Recuerdo muy bien el prólogo de la ópera de C. Monteverdi, «El retorno de Ulises a su patria». El personaje central, Ulises, hace su exposición lamentándose de la fragilidad de su condición humana, de su soledad y de la voluntad caprichosa de los dioses que lo aleja de sus objetos amados: la patria, la esposa y su hijo. Mientras tanto, los dioses ríen y se burlan del humano frágil, víctima de sus arbitrarias, aunque divinas decisiones.
Aunque al final el destino es generoso con Ulises, la obra de Monteverdi como la de Homero, muestra al hombre descarnadamente solo, como eyectado en el mundo, experimentando el mayor de los dolores, el dolor de saberse mortal, es decir, predestinado a la muerte.

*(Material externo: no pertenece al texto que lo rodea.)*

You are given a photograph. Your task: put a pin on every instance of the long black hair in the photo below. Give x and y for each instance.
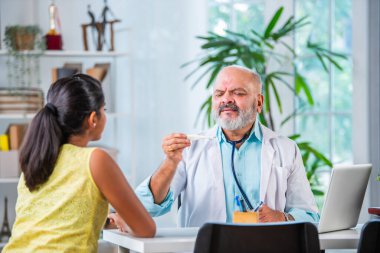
(69, 101)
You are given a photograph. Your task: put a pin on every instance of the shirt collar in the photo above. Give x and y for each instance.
(254, 136)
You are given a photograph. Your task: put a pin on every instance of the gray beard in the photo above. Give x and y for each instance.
(244, 118)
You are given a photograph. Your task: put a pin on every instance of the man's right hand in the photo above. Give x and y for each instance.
(173, 145)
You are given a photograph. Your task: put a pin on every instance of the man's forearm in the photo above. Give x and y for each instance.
(161, 180)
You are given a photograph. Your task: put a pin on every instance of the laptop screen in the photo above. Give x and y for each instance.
(344, 197)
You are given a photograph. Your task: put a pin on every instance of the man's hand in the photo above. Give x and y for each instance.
(173, 145)
(269, 215)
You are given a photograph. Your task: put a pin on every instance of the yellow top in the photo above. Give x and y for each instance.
(65, 214)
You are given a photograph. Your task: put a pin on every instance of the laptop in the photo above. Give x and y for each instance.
(344, 197)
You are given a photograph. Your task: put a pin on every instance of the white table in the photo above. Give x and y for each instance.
(183, 240)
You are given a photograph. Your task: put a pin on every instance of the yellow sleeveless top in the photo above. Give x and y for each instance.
(67, 212)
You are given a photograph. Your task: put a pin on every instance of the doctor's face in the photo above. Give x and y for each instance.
(236, 98)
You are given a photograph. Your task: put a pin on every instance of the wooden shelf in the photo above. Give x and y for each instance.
(70, 53)
(13, 180)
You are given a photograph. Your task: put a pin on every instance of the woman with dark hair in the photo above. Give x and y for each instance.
(65, 186)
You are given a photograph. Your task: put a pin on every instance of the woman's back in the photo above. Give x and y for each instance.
(66, 213)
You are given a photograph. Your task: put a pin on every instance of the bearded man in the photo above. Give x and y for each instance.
(241, 163)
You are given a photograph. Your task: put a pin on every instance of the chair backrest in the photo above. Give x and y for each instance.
(262, 238)
(370, 237)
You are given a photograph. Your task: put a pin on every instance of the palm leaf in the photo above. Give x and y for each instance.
(273, 22)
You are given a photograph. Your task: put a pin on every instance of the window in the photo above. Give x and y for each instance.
(329, 123)
(239, 16)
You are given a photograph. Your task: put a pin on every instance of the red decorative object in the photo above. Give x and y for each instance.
(53, 42)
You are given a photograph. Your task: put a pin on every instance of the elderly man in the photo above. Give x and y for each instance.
(241, 159)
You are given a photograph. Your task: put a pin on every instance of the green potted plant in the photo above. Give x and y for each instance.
(255, 50)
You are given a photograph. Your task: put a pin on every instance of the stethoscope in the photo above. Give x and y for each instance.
(244, 195)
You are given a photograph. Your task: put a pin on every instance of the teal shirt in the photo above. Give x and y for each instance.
(247, 162)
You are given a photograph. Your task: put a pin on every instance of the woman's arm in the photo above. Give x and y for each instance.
(114, 186)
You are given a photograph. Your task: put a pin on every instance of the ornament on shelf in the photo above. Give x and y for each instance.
(98, 29)
(53, 37)
(5, 232)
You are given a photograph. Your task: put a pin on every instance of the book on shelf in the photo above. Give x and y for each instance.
(99, 71)
(73, 65)
(58, 73)
(20, 100)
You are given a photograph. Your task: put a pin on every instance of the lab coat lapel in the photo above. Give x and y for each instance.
(267, 157)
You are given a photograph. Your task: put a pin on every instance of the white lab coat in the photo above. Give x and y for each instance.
(199, 179)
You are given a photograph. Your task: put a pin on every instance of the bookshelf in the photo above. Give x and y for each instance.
(71, 53)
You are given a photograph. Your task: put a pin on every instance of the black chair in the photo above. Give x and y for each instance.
(370, 237)
(291, 237)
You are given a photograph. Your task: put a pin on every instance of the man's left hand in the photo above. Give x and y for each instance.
(269, 215)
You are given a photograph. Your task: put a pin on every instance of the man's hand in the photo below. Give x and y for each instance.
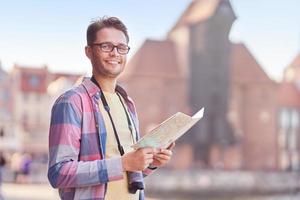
(138, 160)
(163, 156)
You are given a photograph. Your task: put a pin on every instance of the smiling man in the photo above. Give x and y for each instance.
(94, 125)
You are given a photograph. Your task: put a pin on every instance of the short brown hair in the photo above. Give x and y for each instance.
(104, 22)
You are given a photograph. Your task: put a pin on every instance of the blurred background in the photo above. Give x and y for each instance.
(238, 59)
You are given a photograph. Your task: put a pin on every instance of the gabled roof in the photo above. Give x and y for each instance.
(32, 79)
(244, 67)
(154, 59)
(197, 11)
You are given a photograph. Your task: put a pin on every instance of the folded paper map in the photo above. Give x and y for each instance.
(169, 130)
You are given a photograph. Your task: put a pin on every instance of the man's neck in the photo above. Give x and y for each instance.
(107, 84)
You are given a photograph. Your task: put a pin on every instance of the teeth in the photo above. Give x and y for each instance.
(112, 62)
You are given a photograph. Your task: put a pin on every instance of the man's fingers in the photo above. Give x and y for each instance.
(162, 156)
(165, 152)
(171, 146)
(148, 150)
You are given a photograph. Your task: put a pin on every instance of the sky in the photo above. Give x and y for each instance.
(36, 33)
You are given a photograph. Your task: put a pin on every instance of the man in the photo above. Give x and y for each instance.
(94, 125)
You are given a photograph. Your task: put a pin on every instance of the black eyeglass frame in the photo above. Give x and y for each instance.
(113, 47)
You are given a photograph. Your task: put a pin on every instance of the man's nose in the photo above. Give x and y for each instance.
(114, 51)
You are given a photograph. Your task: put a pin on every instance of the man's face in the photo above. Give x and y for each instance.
(108, 64)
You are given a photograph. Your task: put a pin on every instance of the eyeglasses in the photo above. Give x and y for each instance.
(109, 47)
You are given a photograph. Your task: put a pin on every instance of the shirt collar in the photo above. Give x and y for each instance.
(93, 89)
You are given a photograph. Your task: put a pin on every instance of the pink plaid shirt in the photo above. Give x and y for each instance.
(77, 138)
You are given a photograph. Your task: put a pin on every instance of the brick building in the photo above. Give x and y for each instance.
(195, 66)
(30, 93)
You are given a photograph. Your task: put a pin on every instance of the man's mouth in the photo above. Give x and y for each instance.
(113, 62)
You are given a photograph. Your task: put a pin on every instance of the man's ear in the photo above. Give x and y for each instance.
(88, 51)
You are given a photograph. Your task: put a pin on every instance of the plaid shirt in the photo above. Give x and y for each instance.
(77, 138)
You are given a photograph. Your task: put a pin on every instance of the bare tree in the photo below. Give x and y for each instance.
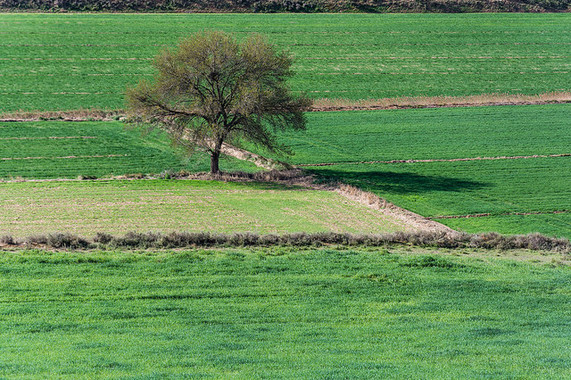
(213, 89)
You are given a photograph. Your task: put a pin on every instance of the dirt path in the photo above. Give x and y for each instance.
(502, 214)
(324, 105)
(437, 160)
(61, 158)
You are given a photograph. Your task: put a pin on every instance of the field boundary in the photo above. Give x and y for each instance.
(325, 105)
(437, 160)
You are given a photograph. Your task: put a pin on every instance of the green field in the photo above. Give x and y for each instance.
(71, 61)
(52, 149)
(272, 313)
(88, 207)
(432, 189)
(438, 133)
(497, 187)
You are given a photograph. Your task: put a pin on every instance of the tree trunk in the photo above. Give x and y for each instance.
(214, 158)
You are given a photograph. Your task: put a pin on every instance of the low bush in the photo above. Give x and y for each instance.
(440, 6)
(146, 240)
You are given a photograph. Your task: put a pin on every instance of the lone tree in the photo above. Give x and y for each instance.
(213, 90)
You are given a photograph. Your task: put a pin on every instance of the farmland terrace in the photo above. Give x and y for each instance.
(474, 169)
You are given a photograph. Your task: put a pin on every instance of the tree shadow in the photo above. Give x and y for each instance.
(399, 182)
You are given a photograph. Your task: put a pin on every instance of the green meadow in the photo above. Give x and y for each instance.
(71, 61)
(56, 149)
(397, 312)
(117, 207)
(536, 185)
(281, 313)
(500, 188)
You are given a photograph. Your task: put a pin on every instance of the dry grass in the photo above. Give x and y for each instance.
(326, 105)
(440, 101)
(72, 115)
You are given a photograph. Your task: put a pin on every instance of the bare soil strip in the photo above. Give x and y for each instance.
(440, 101)
(322, 105)
(437, 160)
(503, 214)
(61, 158)
(409, 218)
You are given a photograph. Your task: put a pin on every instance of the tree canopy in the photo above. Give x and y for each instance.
(212, 89)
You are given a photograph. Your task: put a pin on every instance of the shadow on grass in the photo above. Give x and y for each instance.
(398, 183)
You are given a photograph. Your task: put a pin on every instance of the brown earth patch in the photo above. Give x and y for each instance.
(502, 214)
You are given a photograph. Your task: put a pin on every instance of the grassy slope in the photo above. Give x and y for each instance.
(84, 60)
(157, 205)
(281, 314)
(431, 189)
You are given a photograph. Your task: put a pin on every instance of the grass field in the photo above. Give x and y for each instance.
(67, 150)
(440, 133)
(116, 206)
(281, 314)
(71, 61)
(432, 189)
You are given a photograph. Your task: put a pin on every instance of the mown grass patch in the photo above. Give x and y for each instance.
(76, 61)
(281, 313)
(88, 207)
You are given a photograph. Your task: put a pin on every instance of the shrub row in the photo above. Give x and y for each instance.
(247, 239)
(449, 6)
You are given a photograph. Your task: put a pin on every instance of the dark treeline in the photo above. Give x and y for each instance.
(373, 6)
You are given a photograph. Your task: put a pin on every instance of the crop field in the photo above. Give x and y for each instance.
(529, 172)
(55, 149)
(72, 61)
(88, 207)
(502, 189)
(270, 313)
(432, 134)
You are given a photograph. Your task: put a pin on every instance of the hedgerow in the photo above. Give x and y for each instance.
(441, 6)
(148, 240)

La conciencia de la soledad, del dolor y de la muerte, trae aparejada la percepción de lo efímero en todo aquello que se nos presenta como fenómeno. De lo anterior se desprende que nada del mundo es estable, mucho menos eterno o sustancial. Nada ofrece la certeza definitiva, aquella con la que el hombre ha soñado y que llevó a Miguel de Unamuno a blasfemar más de una vez en su poesía; aquella certeza que hace soñar al hombre con utopías, con dioses, con esencias o con ideas puras.
Esta conciencia de la inestabilidad, que es la conciencia de lo efímero, repito, lleva adosada la conciencia de la soledad, del dolor y de la muerte. Motivos suficientes serían éstos de consolación humana, si tan sólo tratáramos de ubicarnos, imaginariamente por supuesto, fuera del espacio y del tiempo y reflexionáramos, como Ulises en el prólogo de la ópera de referencia, para comprender que todo lo material es inestable y, por ende, efímero; causa de dolor y muerte, pero causa también de todo esfuerzo humano por trascender, a través de la elección del reto que es vivir (los suicidas quedan al margen) de los avatares de la propia existencia.
La terquedad humana nos hace seres confiados. Creemos que el lapso que nos toca vivir es una eternidad y que podemos evadir lo fortuito. Las regularidades son todas relativas y, por más que el sol se levante por el oriente los días que llevamos vivos, esta regularidad lejos está de ser permanente. Nuestro sol también muere cada día.
Vivimos pues la ilusión de la eternidad, autoengañados para poder seguir adelante, mintiéndonos para alejar, al menos por momentos, la agonía del dolor inherente a la naturaleza humana. La terquedad y el autoengaño, resultan así necesarios para poder seguir viviendo en la selva de lo contingente.
Cuando el clasicismo descubrió el lado oscuro de la existencia humana, descubrió también su miseria. Miseria que se traduce en conciencia de lo mejor posible que no puede ser. Conciencia de la felicidad plena que, en términos religiosos, bien puede traducirse como adhesión total al ser divino o al espíritu universal, retorno al hogar perdido o al útero materno. La conciencia de lo anterior se erigió como uno de los logros más altos de la cultura griega, su entendimiento fue el paso inmediato de su decadencia. La tragedia griega nos lo revela. Con Eurípides, el hombre griego y el hombre occidental dejaron de ser cándidos.
La madurez llega cuando la ingenuidad se pierde, cuando la cultura y la vida nos aplastan con el peso de la conciencia de la imposibilidad del paraíso.
Talvez el epicureismo y el hedonismo (actitudes éticas de la decadencia) todavía tengan algo que enseñarnos. Al menos, que la mejor inversión pueda ser, bajo ciertas circunstancias, la felicidad a través del placer. Algo efímero dentro de un mundo efímero.